The psychological impact of using the Kalman Absorption/Distribution Tracker cannot be overstated. Uncertainty is the root of emotional error in trading. When a trader buys a pullback, the fear of the price continuing to drop is palpable. However, if that trader has quantitative evidence that selling pressure is being absorbed—if they can see the "Hidden Net" turning positive and the Kalman velocity slowing down despite the red candles—that fear is replaced by conviction. The tool acts as an objective third party, decoupling the decision-making process from the emotional sway of price ticks. It anchors the trader in the reality of the order flow. It fosters a mindset of "buying strength in weakness" and "selling weakness in strength," which is the antithesis of the typical retail urge to chase price.
Furthermore, the adaptability of the script through its inputs allows it to be tuned to specific assets. The "Alpha" and "Beta" settings of the Kalman filter control its sensitivity. A higher Alpha makes the filter more responsive to recent price changes, suitable for scalping volatile assets like cryptocurrencies. A lower Alpha smooths the data further, ideal for capturing broader trends in thicker markets like the ES or Treasuries. The "Price Follow Threshold" allows the user to define what constitutes "efficiency" for a specific instrument. By tweaking these parameters, the trader effectively calibrates their radar to the specific frequency of the market they are trading, ensuring that the signals generated are relevant and actionable. This customizability ensures that the tool is not a black box but a transparent framework for market analysis.
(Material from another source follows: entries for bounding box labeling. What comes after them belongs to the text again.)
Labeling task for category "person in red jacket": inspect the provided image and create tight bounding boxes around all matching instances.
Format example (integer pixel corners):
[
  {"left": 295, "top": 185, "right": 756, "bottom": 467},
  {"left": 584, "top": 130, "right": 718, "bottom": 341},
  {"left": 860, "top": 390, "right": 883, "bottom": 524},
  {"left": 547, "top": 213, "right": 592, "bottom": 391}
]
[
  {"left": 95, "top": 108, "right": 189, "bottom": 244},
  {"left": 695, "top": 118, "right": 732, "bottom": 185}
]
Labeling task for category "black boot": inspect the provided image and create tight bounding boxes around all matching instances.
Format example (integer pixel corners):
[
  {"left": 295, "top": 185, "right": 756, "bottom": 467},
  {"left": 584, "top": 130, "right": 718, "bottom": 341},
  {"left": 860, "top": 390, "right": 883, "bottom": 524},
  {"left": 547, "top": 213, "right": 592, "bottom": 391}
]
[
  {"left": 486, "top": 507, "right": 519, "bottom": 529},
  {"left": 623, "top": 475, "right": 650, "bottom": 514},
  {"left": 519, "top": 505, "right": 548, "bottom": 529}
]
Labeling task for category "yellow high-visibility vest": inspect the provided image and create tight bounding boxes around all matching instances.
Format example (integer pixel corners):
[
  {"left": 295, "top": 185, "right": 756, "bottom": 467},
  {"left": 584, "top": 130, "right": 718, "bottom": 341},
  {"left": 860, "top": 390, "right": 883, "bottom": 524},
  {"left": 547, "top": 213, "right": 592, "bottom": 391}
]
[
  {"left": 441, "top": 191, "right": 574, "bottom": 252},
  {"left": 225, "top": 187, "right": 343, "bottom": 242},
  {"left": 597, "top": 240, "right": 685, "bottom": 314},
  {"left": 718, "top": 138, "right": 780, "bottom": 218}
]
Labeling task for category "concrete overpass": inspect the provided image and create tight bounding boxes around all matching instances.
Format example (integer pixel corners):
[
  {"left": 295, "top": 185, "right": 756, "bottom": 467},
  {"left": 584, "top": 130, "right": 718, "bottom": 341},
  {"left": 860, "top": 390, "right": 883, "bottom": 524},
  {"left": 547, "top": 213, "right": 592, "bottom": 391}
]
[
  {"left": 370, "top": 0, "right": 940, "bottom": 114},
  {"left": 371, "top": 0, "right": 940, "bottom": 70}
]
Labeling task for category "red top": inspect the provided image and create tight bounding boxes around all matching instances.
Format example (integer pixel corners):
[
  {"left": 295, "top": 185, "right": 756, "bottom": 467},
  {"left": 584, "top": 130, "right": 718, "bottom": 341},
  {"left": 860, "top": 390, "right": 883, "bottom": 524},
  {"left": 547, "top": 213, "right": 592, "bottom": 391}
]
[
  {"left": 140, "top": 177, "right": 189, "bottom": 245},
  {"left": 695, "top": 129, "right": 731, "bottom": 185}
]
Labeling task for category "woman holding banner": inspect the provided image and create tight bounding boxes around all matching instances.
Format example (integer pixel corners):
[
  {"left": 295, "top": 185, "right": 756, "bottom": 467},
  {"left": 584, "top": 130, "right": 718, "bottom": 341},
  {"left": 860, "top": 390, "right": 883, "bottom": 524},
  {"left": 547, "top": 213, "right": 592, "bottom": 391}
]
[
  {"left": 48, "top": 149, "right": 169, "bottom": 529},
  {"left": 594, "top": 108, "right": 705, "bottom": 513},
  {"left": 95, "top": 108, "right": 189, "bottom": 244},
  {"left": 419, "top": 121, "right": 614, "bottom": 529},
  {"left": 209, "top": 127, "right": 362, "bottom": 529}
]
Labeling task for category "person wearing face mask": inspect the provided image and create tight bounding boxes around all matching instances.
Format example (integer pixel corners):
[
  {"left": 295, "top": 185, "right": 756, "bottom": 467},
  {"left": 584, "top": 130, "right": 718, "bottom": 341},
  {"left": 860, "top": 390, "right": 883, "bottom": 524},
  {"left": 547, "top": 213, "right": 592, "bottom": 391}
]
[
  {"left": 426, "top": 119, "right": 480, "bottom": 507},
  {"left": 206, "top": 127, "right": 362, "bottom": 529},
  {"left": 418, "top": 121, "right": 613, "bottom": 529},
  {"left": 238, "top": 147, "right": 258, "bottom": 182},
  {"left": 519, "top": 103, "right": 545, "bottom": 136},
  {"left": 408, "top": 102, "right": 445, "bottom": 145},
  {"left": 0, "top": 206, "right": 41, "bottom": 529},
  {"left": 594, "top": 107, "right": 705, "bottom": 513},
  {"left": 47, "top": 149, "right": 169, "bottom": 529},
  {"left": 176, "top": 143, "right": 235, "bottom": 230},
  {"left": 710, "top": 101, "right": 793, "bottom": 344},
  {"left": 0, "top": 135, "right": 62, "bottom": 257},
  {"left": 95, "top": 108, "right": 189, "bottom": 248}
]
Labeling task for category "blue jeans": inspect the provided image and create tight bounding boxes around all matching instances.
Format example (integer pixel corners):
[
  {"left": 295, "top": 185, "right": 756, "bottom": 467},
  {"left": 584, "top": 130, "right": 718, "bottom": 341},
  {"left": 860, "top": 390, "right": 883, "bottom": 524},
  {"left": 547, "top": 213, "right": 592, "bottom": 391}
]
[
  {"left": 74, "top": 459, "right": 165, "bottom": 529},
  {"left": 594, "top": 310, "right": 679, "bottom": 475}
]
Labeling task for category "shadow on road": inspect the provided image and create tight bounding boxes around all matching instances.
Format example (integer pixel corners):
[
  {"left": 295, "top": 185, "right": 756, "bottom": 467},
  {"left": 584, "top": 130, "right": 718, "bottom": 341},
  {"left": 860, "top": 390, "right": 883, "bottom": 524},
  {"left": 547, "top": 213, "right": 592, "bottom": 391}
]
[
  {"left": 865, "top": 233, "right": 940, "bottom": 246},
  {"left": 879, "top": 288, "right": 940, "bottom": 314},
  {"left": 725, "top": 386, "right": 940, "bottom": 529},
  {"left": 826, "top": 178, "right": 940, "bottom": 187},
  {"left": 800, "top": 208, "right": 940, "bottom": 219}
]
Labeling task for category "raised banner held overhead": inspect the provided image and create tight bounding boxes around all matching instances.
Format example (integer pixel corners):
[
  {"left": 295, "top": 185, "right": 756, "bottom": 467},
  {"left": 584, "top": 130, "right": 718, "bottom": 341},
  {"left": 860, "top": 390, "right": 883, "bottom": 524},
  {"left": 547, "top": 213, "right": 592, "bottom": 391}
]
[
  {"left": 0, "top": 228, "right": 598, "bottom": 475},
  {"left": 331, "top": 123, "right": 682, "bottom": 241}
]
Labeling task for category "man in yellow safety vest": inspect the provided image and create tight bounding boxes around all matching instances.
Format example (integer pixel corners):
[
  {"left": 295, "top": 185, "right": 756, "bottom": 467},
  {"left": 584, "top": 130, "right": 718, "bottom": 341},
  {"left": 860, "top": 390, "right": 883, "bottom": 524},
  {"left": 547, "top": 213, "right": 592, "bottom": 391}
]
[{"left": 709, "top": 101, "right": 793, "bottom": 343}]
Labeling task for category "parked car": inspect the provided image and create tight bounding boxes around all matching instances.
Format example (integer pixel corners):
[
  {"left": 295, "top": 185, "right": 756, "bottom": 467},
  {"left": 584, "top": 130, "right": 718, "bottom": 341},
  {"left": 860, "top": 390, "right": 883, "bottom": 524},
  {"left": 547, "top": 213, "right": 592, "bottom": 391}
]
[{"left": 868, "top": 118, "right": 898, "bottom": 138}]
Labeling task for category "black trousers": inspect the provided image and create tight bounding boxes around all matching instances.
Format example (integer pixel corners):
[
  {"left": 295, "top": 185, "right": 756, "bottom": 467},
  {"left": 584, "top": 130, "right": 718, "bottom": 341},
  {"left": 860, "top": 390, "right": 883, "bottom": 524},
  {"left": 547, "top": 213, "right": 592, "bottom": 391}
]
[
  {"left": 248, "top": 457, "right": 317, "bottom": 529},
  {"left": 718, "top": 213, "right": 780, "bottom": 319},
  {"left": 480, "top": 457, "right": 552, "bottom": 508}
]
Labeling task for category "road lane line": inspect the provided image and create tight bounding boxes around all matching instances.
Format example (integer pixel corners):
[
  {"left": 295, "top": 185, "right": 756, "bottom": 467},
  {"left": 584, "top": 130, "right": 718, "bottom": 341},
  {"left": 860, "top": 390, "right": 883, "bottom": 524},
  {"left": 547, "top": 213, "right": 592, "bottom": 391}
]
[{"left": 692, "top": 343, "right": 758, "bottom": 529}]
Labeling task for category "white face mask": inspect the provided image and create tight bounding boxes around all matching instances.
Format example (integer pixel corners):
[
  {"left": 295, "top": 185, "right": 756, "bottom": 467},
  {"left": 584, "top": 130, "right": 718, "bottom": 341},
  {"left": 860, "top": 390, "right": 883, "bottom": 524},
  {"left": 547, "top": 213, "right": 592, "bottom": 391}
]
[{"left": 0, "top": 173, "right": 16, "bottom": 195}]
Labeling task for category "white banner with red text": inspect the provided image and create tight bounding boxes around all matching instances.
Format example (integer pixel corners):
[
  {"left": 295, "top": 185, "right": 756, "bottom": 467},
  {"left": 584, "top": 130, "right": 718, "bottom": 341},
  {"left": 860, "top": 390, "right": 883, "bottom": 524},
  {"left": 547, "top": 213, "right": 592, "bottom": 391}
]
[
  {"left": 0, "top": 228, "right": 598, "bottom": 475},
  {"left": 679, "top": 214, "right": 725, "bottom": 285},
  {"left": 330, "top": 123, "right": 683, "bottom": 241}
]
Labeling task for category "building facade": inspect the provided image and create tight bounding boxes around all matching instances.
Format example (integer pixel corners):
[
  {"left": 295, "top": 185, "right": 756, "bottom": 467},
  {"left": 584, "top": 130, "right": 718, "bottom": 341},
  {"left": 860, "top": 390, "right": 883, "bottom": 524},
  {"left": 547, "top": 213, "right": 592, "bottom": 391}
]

The distinction between "Confirmed Net" and "Hidden Net" on the dashboard offers a dual-layer view of market sentiment. "Confirmed Net" tracks the visible trend—the moves that everyone sees. A high positive Confirmed Net means the trend is healthy and obvious. "Hidden Net," however, tracks the invisible war. A divergence between these two is a powerful signal. For instance, if the market is grinding higher (Positive Confirmed Net) but the Hidden Net is deeply negative (Distribution), it indicates a "hollow rally." The price is rising due to a lack of selling, not the presence of strong buying, and passive sellers are unloading into the move. This setup often precedes a violent correction. Identifying this "hollow" structure allows the trader to avoid buying the top or to position themselves for a mean reversion trade.
The 1-second granularity also shines during news events and the market open. These periods are characterized by extreme volatility and noise. Standard indicators often blow out or provide false signals during these times due to the sheer magnitude of the variance. The Kalman filter, however, is designed to handle noisy data streams. By dynamically adjusting its state estimates, it can track the dominant flow of capital even through the chaos of an FOMC release or the opening bell. The "Close-to-Close" logic ensures that every tick is accounted for, providing a cumulative picture of who won the opening battle. If the first minute of the session sees high volatility but the script registers massive "Absorption," it suggests that the initial volatility was a liquidity grab, setting the stage for a steady move in the opposite direction.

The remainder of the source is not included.